Día dos: 2

La gente del río

Martín Benchimol y Pablo Aparo
Argentina, 2012, 63′

la_gente_del_riofotograma del documental

Después de cada conversación el silencio y la evasión salen a flote, como los cuerpos de las personas ahogadas en el río de Ernestina. Con gracia no condescendiente Benchimol y Aparo hacen un retrato de varios personajes de este pueblo en el interior de Argentina, variopintos en sus formas, en sus modos, graciosos, picarones, pesimistas o enquistados; todos tienen algo en común y es el temor a lo que se mueve afuera de las fronteras que conocían: la gente del río que viene de sitios que ellos desconocen, gente anónima -el contraste al “acá todos nos conocemos”-, y la nostalgia de alguna bonanza temporal.

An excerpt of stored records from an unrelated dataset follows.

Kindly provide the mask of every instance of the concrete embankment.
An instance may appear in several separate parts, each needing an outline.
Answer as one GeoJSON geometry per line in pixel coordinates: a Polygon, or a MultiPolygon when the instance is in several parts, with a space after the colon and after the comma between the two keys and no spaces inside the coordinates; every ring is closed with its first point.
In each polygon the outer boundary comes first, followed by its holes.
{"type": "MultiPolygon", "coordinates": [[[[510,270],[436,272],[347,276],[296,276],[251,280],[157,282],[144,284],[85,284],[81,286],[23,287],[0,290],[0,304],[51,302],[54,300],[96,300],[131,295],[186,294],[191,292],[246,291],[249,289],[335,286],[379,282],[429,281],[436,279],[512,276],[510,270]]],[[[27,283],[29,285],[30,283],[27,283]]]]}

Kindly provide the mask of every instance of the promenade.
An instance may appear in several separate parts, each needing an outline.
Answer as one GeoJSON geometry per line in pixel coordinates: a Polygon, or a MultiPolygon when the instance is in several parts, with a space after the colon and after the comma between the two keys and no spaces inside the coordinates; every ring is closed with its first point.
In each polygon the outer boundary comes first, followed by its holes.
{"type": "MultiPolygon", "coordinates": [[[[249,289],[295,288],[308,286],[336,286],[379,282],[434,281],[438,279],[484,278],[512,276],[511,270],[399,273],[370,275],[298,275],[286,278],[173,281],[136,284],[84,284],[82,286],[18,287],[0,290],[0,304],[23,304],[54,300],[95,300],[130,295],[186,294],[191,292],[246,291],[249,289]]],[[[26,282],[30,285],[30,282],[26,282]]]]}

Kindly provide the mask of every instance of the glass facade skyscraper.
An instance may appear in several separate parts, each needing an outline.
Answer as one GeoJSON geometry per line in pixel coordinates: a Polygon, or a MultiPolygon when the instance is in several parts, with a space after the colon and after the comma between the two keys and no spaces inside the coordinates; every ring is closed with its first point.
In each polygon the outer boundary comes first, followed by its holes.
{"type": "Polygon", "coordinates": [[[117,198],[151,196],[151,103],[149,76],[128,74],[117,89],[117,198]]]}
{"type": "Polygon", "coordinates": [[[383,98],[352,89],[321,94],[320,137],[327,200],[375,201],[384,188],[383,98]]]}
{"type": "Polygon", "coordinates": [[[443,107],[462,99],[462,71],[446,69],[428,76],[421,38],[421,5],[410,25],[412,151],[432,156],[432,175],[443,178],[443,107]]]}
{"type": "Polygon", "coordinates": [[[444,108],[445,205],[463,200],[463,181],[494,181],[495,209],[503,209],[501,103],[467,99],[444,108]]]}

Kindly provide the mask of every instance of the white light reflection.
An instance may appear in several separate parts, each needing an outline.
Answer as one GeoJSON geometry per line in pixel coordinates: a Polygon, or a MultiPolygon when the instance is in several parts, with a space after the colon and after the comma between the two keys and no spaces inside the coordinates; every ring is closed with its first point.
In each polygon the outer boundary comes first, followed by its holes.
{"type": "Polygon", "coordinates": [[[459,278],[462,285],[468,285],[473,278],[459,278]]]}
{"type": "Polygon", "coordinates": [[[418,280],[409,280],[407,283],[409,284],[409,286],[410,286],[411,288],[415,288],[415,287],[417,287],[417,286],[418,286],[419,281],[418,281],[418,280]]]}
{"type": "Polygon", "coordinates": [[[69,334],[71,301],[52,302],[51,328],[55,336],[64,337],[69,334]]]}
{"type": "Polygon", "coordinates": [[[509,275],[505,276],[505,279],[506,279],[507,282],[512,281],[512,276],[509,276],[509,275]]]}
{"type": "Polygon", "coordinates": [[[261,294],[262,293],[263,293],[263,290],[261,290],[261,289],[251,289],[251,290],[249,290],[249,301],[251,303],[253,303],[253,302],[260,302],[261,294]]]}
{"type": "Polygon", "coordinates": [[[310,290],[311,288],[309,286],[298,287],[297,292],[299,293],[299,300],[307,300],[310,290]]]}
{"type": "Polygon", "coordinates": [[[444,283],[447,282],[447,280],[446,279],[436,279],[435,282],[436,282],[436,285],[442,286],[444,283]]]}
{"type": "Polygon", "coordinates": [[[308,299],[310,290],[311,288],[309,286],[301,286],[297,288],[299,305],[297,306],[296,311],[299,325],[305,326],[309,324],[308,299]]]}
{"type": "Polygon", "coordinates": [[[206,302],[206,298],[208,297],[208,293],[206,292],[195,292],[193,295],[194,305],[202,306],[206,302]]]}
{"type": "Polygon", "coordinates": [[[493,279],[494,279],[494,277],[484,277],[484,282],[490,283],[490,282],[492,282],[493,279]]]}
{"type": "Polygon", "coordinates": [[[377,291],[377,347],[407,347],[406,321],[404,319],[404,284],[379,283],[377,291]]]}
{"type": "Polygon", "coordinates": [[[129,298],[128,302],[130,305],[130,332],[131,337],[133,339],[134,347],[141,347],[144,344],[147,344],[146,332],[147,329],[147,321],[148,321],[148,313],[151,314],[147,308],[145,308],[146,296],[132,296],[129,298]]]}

El tren, un símbolo del progreso económico como paradigma de bienestar social, derruido por una economía multinacional que no sabe de ninguna historia es un presente mayoritario en toda Argentina manifestado en líneas deterioradas y pueblos abandonados; en el documental esto se susurra en la arruinada estación del tren por ‘la gente del río’, así lo dicen los lugareños. Por eso el sonido de su paso con la mirada nostálgica no sólo remite a la frustración de algún tiempo que pudo ser mejor, sino a la nostalgia de un relato mayor que se niega a la realidad del presente: el abandono y la descomposición. La mujer religiosa del pueblo espera sin querer pensar en la espera a las otras mujeres para rezar, no cree que se hayan olvidado o no quieran ir. Un hombre delgado contempla el vacío de una sala social de un antiguo hotel donde, según la mujer religiosa, se hospedó alguna vez el príncipe de Gales. Todos de algún modo quisieran el fluir de otro momento aunque sea un pasado más cercano.

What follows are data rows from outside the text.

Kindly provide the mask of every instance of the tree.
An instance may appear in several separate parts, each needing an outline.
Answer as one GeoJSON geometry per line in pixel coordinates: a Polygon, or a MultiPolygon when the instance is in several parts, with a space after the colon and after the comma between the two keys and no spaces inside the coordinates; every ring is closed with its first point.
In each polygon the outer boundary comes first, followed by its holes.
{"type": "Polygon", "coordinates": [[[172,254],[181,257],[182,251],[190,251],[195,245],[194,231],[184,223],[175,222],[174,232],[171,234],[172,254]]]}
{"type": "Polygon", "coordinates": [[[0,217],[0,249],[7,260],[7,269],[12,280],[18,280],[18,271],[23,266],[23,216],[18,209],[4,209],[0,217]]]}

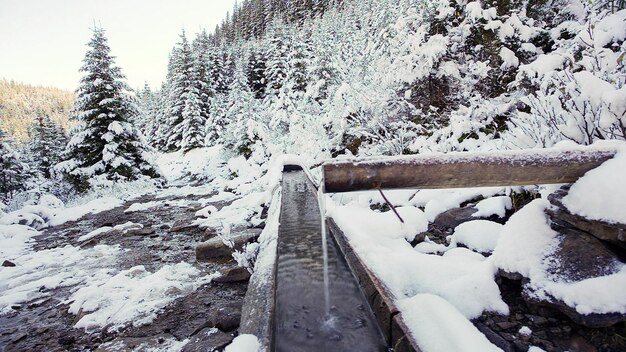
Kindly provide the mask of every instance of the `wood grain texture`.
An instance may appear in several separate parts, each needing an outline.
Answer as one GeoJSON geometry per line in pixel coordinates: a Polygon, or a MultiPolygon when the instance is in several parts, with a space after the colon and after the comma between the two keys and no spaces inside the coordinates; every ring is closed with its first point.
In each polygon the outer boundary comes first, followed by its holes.
{"type": "Polygon", "coordinates": [[[398,188],[463,188],[571,183],[611,159],[615,150],[453,153],[332,161],[324,192],[398,188]]]}

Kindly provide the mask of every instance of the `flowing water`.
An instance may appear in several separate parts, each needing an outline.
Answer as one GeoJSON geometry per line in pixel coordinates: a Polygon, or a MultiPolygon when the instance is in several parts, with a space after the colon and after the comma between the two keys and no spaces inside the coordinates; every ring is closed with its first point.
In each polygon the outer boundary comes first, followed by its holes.
{"type": "Polygon", "coordinates": [[[324,307],[326,308],[326,316],[330,315],[330,290],[328,277],[328,239],[326,238],[326,200],[322,187],[317,190],[317,202],[320,207],[320,221],[322,227],[322,265],[324,265],[324,307]]]}
{"type": "Polygon", "coordinates": [[[326,236],[322,236],[317,200],[303,171],[283,173],[275,351],[387,351],[374,315],[332,236],[322,241],[326,236]]]}

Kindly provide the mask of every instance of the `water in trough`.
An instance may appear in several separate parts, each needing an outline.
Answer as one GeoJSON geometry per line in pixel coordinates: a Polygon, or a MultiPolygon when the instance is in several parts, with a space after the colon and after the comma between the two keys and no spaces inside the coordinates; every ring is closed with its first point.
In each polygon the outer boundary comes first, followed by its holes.
{"type": "Polygon", "coordinates": [[[274,349],[388,351],[356,279],[331,238],[326,239],[330,305],[327,314],[317,200],[315,188],[304,172],[283,174],[274,349]]]}

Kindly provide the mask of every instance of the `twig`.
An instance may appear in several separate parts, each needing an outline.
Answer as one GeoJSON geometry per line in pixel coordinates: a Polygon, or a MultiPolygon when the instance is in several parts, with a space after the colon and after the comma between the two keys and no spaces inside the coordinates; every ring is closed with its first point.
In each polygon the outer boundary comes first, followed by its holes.
{"type": "Polygon", "coordinates": [[[385,200],[385,203],[387,203],[387,206],[389,206],[389,208],[391,208],[391,210],[393,210],[393,212],[396,214],[396,216],[398,217],[400,222],[404,224],[404,220],[402,220],[402,217],[400,217],[400,214],[398,214],[398,211],[396,210],[396,207],[394,207],[393,204],[391,204],[391,202],[389,202],[389,199],[387,199],[387,197],[385,197],[385,194],[383,193],[383,190],[380,188],[380,183],[379,182],[374,182],[374,188],[376,188],[378,190],[378,192],[380,192],[380,195],[383,196],[383,199],[385,200]]]}

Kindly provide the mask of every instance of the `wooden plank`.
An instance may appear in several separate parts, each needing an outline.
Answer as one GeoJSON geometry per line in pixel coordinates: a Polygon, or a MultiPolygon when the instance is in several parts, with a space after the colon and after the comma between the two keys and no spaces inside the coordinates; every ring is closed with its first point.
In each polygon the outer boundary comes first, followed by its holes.
{"type": "Polygon", "coordinates": [[[570,183],[611,159],[615,149],[449,153],[326,162],[326,193],[394,188],[459,188],[570,183]]]}

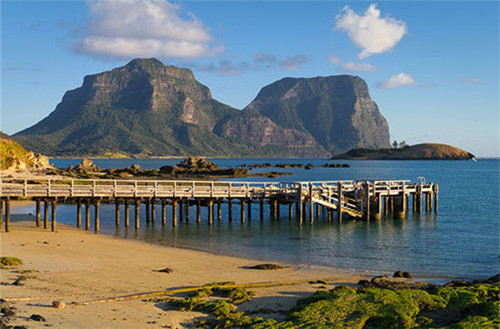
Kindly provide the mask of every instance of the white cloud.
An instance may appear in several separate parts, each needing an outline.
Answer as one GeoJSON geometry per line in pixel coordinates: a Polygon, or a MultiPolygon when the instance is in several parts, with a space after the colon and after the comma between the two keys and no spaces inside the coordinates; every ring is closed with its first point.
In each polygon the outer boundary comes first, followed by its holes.
{"type": "Polygon", "coordinates": [[[256,64],[273,64],[276,62],[276,56],[273,54],[257,53],[254,56],[256,64]]]}
{"type": "Polygon", "coordinates": [[[377,84],[377,87],[382,88],[382,89],[394,89],[394,88],[399,88],[403,86],[416,86],[417,82],[413,77],[409,74],[406,73],[399,73],[396,75],[393,75],[386,81],[379,82],[377,84]]]}
{"type": "Polygon", "coordinates": [[[288,71],[295,71],[301,68],[302,64],[307,62],[309,59],[306,55],[294,55],[288,56],[280,62],[282,68],[288,71]]]}
{"type": "Polygon", "coordinates": [[[339,64],[341,62],[340,57],[335,54],[328,55],[326,60],[333,64],[339,64]]]}
{"type": "Polygon", "coordinates": [[[218,64],[210,63],[198,67],[201,71],[219,72],[223,75],[238,75],[249,68],[250,64],[247,62],[234,63],[231,60],[221,60],[218,64]]]}
{"type": "Polygon", "coordinates": [[[380,17],[376,4],[371,4],[361,15],[345,6],[335,19],[335,29],[346,31],[349,39],[362,49],[360,59],[392,49],[407,32],[405,22],[380,17]]]}
{"type": "Polygon", "coordinates": [[[369,63],[348,62],[340,65],[340,69],[347,72],[373,72],[377,67],[369,63]]]}
{"type": "Polygon", "coordinates": [[[166,0],[89,1],[78,51],[111,57],[196,58],[223,50],[208,28],[166,0]]]}

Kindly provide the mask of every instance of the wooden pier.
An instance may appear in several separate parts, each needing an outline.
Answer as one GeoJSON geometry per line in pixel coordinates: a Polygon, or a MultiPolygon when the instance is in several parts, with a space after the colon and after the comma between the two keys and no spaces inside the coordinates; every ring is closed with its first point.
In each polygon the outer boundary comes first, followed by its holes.
{"type": "Polygon", "coordinates": [[[196,209],[196,222],[201,222],[201,207],[207,207],[207,222],[221,220],[222,205],[227,207],[228,221],[233,220],[233,205],[240,208],[240,221],[252,218],[252,205],[259,204],[260,220],[265,218],[264,206],[268,205],[270,218],[278,220],[280,209],[288,206],[288,217],[299,225],[313,224],[315,218],[327,212],[329,221],[334,216],[339,222],[345,219],[381,219],[392,214],[404,217],[412,197],[412,212],[422,208],[431,212],[438,209],[438,185],[419,178],[382,181],[324,181],[324,182],[223,182],[223,181],[172,181],[172,180],[107,180],[107,179],[11,179],[0,180],[0,225],[10,230],[11,200],[32,200],[36,204],[35,223],[43,228],[56,230],[58,203],[76,205],[76,226],[82,227],[82,206],[85,207],[84,229],[91,227],[90,207],[94,207],[94,231],[99,232],[99,207],[102,203],[115,204],[115,225],[130,225],[129,205],[134,206],[134,227],[140,228],[141,204],[146,209],[146,222],[156,222],[156,205],[161,205],[159,221],[167,224],[167,206],[172,207],[171,225],[190,220],[190,208],[196,209]],[[217,211],[215,210],[217,206],[217,211]],[[120,216],[123,207],[123,216],[120,216]],[[122,218],[123,217],[123,218],[122,218]]]}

Todos hablan de frente a la cámara, todos se exponen en los temas comunes, en la conversación que se sabe cómo terminar, mas no cuando el tema es otro, cuando alguna anécdota más personal devela lo que la palabra no alcanza o cuando ya cae la noche y en el río están los desconocidos bañándose, visitando el lugar.

El relato entretenido de La gente del río está acompañado por los arreglos musicales de Leando de Loredo (sonido de El secreto de tus ojos), es ella la que da un toque amigable y carismático al documental y que abre los temores del pueblo a algo universal: el temor al otro, la distancia que se podría romper y que las costumbres no dejan. A pretexto de los del río se muestran los del pueblo, con mucha gracia, con sus particularidades, esas que hacen a cada pueblo una pequeña historia y en ella sus personajes simples en principio, complejos en los resquicios.